Resenha MEMÓRIAS DE UM CÃO - Por Elena Vássina

A história de loucura no contexto da atualidade.
Memórias de um Cão, direção de Márcio Marciano.

Coletivo Alfenim (João Pessoa).
Elena Vássina

 O coletivo Alfenim, sob direção de Márcio Marciano, abriu o Festival Recife 2016 no belíssimo Teatro de Santa Isabel apresentando a história de Rubião, um tragicômico personagem machadiano que, ao ter herdado uma fortuna de seu amigo Quincas, é transformado de repente de “professor em capitalista” e decide mudar para a Corte, onde ele vive na pele a principal máxima do Humanitismo: “ao vencido, ódio ou compaixão; ao vencedor, as batatas”.

As peripécias da história de Rubião são narradas pelos olhos do cão – daqui vem o título da peça que mescla também o nome do outro romance de Machado. Este cão, que se chama igual ao seu dono Quincas Borba, na atuação criativa, lúdica e cheia de delicadeza de Paula Coelho, é a única voz lírica na polifonia das outras vozes dos personagens humanos (que, aliás, no desenrolar da narrativa cênica se revelam como absolutamente desumanos), dos fantoches e das máscaras.

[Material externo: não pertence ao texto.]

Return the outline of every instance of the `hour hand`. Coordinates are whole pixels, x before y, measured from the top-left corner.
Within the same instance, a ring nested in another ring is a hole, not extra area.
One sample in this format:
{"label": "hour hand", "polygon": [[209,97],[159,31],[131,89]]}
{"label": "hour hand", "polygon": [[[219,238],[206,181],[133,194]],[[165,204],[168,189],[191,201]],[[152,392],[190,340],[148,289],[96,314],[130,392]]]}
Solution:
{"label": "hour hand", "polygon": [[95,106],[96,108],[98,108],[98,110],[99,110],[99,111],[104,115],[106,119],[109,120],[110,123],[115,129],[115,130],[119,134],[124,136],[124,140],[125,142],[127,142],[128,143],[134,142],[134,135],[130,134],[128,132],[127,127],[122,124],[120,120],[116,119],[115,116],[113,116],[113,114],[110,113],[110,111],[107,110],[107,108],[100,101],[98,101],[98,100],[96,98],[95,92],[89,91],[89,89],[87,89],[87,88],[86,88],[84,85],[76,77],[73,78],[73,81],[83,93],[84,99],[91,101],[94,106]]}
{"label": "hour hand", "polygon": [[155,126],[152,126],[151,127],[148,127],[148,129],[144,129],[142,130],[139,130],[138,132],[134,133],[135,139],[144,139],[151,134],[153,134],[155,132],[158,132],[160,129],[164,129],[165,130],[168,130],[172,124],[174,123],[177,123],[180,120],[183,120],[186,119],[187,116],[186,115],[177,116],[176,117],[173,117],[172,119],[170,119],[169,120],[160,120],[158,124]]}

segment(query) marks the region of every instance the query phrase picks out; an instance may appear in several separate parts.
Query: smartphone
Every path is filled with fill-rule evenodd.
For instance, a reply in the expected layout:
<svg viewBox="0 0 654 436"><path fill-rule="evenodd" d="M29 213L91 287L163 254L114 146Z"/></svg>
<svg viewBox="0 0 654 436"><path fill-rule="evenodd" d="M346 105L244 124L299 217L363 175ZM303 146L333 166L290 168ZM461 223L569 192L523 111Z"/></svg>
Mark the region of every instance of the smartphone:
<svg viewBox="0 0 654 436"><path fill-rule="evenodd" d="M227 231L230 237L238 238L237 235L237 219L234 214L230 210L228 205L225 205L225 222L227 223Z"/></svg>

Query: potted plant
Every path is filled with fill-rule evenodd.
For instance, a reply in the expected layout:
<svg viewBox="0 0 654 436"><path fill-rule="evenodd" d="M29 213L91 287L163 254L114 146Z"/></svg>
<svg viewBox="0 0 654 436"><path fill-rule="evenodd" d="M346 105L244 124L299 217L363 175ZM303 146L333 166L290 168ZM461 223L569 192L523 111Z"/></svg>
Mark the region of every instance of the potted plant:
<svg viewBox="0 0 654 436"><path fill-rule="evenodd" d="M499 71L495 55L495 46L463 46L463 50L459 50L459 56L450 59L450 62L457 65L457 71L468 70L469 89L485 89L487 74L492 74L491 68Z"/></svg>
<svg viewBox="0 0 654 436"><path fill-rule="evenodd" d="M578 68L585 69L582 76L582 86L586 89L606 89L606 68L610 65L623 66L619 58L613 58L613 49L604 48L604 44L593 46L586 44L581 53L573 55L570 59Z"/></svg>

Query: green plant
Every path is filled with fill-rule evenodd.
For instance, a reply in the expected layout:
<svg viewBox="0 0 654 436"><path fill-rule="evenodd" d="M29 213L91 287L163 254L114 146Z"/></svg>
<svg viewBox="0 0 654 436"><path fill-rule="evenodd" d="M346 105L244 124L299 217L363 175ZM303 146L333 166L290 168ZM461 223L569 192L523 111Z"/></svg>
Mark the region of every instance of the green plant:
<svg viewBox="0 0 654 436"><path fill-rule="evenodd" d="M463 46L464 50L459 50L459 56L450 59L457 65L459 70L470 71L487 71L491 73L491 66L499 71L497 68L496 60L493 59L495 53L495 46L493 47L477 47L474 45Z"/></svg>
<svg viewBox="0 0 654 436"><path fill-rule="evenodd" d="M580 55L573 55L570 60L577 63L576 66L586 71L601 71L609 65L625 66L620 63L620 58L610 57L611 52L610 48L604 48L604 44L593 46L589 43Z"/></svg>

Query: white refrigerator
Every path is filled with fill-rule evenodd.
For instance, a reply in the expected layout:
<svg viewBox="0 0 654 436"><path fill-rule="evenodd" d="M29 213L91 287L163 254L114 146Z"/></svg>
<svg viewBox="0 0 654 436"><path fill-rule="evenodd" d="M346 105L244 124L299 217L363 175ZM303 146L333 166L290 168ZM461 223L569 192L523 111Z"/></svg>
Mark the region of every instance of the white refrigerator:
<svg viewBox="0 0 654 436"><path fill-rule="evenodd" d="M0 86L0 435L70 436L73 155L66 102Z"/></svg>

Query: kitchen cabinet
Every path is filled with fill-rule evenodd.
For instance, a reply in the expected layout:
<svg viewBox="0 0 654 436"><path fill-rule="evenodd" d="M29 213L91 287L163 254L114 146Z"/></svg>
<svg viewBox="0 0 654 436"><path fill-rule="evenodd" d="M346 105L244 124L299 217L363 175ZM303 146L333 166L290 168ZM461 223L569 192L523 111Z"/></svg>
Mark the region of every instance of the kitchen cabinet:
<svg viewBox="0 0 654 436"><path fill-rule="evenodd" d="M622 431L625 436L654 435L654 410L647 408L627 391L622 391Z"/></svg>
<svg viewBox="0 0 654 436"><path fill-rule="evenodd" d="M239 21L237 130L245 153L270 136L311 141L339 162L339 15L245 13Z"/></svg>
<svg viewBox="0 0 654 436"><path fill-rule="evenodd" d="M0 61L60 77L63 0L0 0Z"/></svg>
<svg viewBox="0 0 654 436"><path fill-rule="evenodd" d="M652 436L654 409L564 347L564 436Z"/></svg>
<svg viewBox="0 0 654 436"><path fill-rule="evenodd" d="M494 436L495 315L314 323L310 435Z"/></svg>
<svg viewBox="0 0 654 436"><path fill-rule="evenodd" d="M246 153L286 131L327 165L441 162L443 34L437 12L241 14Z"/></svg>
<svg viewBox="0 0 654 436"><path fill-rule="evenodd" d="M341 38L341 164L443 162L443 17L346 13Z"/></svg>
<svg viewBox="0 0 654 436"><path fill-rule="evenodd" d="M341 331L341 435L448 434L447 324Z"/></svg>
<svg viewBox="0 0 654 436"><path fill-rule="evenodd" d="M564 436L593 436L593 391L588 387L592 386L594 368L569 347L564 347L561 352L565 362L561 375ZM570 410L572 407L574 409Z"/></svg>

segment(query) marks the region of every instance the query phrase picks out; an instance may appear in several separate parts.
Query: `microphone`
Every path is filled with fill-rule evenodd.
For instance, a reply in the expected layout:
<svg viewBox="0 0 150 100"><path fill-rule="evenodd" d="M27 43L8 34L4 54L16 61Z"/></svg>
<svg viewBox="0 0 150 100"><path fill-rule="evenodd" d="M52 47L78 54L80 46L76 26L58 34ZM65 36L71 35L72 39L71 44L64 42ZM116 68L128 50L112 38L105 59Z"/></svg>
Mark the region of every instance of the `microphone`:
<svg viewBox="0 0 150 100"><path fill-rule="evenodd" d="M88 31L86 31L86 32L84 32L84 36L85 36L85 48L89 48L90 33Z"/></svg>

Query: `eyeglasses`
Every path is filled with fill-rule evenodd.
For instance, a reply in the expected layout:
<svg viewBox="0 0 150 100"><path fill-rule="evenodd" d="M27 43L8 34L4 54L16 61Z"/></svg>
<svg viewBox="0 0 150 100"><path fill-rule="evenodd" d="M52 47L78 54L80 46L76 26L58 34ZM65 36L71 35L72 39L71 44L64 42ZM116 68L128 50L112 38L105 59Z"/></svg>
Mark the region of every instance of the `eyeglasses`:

No fim das contas, é o cão que, paradoxalmente, se torna uma figura mais humanista (ao contrário do Humanitismo que reina no mundo ao redor) e sedutora do espetáculo, a única que evoca empatia da plateia.  (Peço perdão pelo aparte, mas não posso não lembrar do outro e bem diferente, mas não menos fascinante personagem-cachorro criado por Servílio Gomes em Vau da Sarapalha). E talvez essa figura cênica do cão seja no espetáculo o reflexo mais fiel da quintessência do universo machadiano, pleno de sutilezas de meio tons, de complexidade dos tipos e de um inconfundível olhar irónico.

Ao ter encontrado realmente “um achado” –  o texto maravilhoso do “Quincas Borba”, de Machado de Assis, o Coletivo Alfenim conseguiu revelar nele (e também nas referências às outras obras machadianas) uma surpreendente atualidade. Sabe-se que um dos dons fantásticos que une as obras clássicas é a capacidade de desvelar os novos sentidos assim que elas entram no contexto de atualidade. Uma experiência verdadeiramente inovadora na interpretação diretorial de obra clássica liberta-a daquilo que já nos parece óbvio e banal no texto notório, criando “um estranhamento” (se usarmos o termo do formalismo russo) que faz que nossa percepção habitual, automática, ou seja, nosso “reconhecimento” de obra transformassem em uma “visão” viva e instigante.

É exatamente isso que acontece na direção perspicaz de Márcio Marciano que, junto com o ensemble afinadíssimo dos atores e dos músicos apresenta no palco os personagens e os acontecimentos da remota época machadiana de tal jeito como se tudo passasse no Brasil de aqui e de agora. E para conseguir isso nem foi preciso vestir os personagens de roupas modernas, nem desconstruir o texto clássico.

As ultimas cenas de loucura de Rubião (na excelente atuação de Adriano Cabral) que veste o paletó as avessas, como se fosse uma camisa de força, criam uma imagem cênica forte que metaforicamente condensa toda a loucura social e política dos tempos presentes, e não apenas no Brasil. Como falou Mikhail Bakhtin, “Cada época reacentua a seu modo as obras de um passado recente. A vida histórica das obras clássicas é, em suma, um processo ininterrupto de sua reacentuação sócio-ideológica.”